Technology can take credit for a lot of wondrous things like iPods, Smartphones, and ATM machines, but when it comes to making art, it needs to mind its own business.
Have you heard about the "New Rembrandt" unveiled in Amsterdam last week -- a 3D-printed simulation of the painter's work based on 346 of his portraits? Bas Korsten, creative director of the Walter Thompson ad agency in Amsterdam used Microsoft and the Delft University of Technology to produce what may reasonably be called a neat trick.
Denying the obvious
Korsten was careful to tell the press that he wasn't trying to be the Dutch Master: "We are creating something new from his work.

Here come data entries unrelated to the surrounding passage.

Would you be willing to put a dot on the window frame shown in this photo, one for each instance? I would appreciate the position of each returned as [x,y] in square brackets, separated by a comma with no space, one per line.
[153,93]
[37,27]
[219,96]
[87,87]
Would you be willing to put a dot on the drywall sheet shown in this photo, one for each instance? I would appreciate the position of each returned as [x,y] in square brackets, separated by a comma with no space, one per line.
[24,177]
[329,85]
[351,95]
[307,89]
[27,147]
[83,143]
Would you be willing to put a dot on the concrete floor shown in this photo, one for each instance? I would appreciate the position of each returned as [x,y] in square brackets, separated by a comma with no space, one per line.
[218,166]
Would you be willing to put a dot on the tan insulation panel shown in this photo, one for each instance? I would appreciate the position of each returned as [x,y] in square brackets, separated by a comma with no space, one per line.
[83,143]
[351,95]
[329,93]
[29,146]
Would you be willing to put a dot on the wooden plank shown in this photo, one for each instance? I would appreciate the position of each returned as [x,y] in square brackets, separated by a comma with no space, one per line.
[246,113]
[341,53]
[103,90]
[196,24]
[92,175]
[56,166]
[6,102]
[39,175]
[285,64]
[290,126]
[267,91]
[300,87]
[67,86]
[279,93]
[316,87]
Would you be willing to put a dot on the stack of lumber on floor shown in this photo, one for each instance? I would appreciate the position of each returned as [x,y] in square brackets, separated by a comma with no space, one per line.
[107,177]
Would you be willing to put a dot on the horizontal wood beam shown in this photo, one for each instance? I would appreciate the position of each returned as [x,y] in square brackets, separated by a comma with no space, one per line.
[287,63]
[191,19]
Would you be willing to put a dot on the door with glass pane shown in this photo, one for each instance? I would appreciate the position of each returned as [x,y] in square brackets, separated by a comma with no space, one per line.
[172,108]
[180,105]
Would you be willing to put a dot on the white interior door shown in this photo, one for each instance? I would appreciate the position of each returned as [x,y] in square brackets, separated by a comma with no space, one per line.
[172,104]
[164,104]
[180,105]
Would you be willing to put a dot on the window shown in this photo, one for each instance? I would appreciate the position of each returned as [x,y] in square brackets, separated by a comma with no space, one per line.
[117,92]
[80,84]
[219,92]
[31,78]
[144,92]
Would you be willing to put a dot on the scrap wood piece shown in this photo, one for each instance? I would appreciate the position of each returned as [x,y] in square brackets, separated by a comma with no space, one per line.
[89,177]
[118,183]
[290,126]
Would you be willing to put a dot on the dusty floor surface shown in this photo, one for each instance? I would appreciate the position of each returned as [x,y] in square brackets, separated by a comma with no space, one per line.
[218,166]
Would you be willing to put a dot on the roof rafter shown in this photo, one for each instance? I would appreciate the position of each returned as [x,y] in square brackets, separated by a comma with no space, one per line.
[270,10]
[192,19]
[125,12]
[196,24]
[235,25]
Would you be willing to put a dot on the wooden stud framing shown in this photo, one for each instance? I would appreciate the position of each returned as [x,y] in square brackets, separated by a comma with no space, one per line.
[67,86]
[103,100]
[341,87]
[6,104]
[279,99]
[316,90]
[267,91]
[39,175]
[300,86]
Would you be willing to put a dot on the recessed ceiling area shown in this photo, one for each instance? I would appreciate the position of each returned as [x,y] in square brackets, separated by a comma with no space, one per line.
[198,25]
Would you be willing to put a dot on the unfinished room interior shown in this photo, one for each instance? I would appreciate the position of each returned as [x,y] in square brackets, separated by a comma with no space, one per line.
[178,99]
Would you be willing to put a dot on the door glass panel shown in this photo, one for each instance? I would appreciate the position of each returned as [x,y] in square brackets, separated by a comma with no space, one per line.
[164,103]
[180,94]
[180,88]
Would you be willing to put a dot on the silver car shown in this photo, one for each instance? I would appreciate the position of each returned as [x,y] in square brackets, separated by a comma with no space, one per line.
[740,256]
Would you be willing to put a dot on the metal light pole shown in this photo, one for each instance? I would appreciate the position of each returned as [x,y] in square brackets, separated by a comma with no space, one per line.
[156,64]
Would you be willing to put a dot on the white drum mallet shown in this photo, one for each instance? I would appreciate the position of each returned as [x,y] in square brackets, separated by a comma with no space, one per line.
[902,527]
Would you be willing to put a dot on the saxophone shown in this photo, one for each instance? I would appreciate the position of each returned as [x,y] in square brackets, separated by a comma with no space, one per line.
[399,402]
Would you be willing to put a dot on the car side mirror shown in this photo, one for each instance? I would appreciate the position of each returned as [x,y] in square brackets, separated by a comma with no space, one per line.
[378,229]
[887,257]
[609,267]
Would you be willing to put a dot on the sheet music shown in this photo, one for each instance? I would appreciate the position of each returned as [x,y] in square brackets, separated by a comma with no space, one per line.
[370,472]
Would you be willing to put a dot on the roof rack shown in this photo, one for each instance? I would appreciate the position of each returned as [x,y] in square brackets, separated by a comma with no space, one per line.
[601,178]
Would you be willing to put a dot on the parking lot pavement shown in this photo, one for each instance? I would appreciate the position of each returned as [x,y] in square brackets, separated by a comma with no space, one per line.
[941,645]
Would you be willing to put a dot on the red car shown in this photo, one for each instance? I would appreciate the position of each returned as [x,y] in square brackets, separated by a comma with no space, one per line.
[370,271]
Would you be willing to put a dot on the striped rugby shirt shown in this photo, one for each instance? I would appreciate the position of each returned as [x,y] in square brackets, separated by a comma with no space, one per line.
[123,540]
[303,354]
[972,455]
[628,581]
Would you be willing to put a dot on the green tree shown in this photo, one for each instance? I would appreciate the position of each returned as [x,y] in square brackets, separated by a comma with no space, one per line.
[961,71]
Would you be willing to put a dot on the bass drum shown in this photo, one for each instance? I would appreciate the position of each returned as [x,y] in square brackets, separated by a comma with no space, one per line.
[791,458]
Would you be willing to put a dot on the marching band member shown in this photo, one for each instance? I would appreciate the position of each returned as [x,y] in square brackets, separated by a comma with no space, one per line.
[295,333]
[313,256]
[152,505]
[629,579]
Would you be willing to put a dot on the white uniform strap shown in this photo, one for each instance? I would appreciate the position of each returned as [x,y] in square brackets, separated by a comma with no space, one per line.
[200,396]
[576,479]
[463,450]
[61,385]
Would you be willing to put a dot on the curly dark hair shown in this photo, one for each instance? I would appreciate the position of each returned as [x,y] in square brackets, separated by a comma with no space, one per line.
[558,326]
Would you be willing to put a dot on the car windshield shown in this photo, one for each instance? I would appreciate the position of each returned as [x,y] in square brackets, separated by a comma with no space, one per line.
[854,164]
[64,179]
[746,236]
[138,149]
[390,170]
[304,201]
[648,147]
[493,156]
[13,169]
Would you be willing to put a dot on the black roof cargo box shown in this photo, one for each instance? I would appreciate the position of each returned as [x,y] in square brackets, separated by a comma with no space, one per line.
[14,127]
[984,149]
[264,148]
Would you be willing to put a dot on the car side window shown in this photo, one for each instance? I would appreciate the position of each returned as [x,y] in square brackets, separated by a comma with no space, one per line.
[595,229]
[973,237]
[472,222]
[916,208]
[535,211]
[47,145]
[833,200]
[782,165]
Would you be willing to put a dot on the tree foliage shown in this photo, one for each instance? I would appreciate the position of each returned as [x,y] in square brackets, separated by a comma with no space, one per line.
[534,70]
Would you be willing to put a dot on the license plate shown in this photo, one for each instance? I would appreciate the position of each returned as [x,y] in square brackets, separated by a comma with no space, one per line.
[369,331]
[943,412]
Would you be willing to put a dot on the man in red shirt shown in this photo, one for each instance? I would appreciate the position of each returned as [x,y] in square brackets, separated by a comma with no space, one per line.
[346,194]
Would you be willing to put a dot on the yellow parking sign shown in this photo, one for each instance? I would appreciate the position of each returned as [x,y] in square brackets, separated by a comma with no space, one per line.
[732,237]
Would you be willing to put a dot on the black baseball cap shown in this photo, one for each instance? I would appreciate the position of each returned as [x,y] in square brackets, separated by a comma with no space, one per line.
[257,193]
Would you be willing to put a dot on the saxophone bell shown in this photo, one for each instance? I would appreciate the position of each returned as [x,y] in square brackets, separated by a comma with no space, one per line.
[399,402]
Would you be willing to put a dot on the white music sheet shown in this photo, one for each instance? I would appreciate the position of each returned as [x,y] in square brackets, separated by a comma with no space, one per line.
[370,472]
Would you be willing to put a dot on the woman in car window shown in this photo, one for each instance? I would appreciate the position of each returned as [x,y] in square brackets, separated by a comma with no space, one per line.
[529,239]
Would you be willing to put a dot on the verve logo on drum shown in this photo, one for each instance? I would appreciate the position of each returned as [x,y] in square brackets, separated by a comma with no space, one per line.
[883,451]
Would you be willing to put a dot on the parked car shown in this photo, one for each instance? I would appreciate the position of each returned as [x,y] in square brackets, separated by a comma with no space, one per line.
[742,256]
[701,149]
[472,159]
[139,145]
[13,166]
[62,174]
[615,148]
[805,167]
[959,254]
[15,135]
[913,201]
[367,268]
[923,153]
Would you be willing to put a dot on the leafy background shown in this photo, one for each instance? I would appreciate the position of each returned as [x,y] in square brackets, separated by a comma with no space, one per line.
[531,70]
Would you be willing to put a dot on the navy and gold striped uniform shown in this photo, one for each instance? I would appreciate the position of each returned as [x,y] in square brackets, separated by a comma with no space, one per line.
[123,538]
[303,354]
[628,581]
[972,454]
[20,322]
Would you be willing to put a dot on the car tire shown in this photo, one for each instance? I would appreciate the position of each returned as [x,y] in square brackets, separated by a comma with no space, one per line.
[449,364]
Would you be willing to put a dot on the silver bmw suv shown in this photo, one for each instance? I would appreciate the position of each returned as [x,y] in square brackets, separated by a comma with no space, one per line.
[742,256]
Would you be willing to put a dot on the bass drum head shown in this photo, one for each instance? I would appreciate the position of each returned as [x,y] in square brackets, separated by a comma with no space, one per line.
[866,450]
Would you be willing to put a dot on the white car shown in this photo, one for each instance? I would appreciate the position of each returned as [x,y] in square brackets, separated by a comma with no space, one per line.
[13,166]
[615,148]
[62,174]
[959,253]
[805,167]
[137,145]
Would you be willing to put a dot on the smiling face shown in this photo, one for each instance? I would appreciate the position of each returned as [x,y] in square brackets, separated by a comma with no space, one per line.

Only Rembrandt could create a Rembrandt."
But not even that can’t be called accurate. Paintings attributed to him are dwindling. One hundred years ago, some 700 paintings were attributed. Now, just 50 are believed his. As if recognizing the attribution muddle, the Metropolitan Museum of Art mounted a show in 1995 titled “Rembrandt/Not Rembrandt.”
All of which means that adman Korsten spent 18 months generating an Old Master based on work that may not be the painter's. Had Korsten done some art history homework instead of playing with computers, he would have known about the blurry line between real and fake portraits.
Telling real from fake
Not that Korsten is the only one to ignore history in favor of technology.

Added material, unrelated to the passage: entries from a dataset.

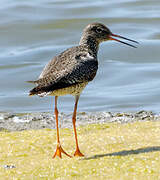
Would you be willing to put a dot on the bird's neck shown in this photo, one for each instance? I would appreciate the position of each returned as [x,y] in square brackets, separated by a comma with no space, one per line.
[91,43]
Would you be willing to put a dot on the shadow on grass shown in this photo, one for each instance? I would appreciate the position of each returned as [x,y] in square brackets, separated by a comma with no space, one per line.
[127,152]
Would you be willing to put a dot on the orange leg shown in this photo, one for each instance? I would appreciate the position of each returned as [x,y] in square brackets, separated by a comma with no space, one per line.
[59,149]
[77,152]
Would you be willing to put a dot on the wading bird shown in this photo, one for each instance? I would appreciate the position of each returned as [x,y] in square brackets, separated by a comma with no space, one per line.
[72,70]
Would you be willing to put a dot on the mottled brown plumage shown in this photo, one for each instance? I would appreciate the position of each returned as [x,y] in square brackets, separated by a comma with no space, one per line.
[70,72]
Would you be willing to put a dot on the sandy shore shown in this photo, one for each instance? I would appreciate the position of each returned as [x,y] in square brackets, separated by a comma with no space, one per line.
[19,122]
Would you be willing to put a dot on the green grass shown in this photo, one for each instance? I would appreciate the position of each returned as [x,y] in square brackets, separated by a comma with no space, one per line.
[112,151]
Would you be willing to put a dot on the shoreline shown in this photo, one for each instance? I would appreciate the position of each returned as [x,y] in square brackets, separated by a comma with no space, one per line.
[26,121]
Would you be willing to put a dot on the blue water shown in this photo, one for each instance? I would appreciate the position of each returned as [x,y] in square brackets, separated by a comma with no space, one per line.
[32,32]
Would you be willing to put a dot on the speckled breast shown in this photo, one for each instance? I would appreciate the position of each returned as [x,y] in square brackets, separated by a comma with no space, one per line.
[73,90]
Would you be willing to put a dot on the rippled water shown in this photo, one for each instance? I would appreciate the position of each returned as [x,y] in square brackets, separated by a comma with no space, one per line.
[32,32]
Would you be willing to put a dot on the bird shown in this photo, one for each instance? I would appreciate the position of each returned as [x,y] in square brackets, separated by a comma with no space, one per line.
[70,72]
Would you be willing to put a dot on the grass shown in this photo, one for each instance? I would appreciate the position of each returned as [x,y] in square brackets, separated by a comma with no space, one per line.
[112,151]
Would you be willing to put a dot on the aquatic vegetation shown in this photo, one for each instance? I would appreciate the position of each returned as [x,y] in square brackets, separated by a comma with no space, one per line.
[129,150]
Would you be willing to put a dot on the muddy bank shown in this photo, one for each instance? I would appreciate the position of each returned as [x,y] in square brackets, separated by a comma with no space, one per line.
[19,122]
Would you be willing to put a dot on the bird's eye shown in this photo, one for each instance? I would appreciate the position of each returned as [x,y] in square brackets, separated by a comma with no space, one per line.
[98,30]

In 2012 a team of researchers at Oxford University used a brain scan study to test neural reaction to the artist's 50 portraits both real and fake. The results? Either way, no difference in reaction was detected. Why? Reproductions rather than the real thing were used. Korsten's project also used reproductions.
Consider this description of the artist's actual work by art biographer in his day, Arnold Houbraken: “His pictures, when examined from close by, seemed as though they had been daubed with a bricklayer’s trowel.
He once painted a portrait in which the colors were so heavily applied that you could lift it from the floor by the nose.”
The signature doesn’t prove authenticity
The painter was known to sign works by his students and sell them as his. At least one document, dated 1635, shows that he sold four works by Ferdinand Bol and Leendert van Beyeren under his signature.Dutch art historian Wolfgang Stechow confirmed in 1975 that research on the Dutch Master was in crisis and when he signed works that weren’t his, he left us in a bind.
As it relates to this 3D-printed replica, software didn't make a Dutch Master work. Hubris did.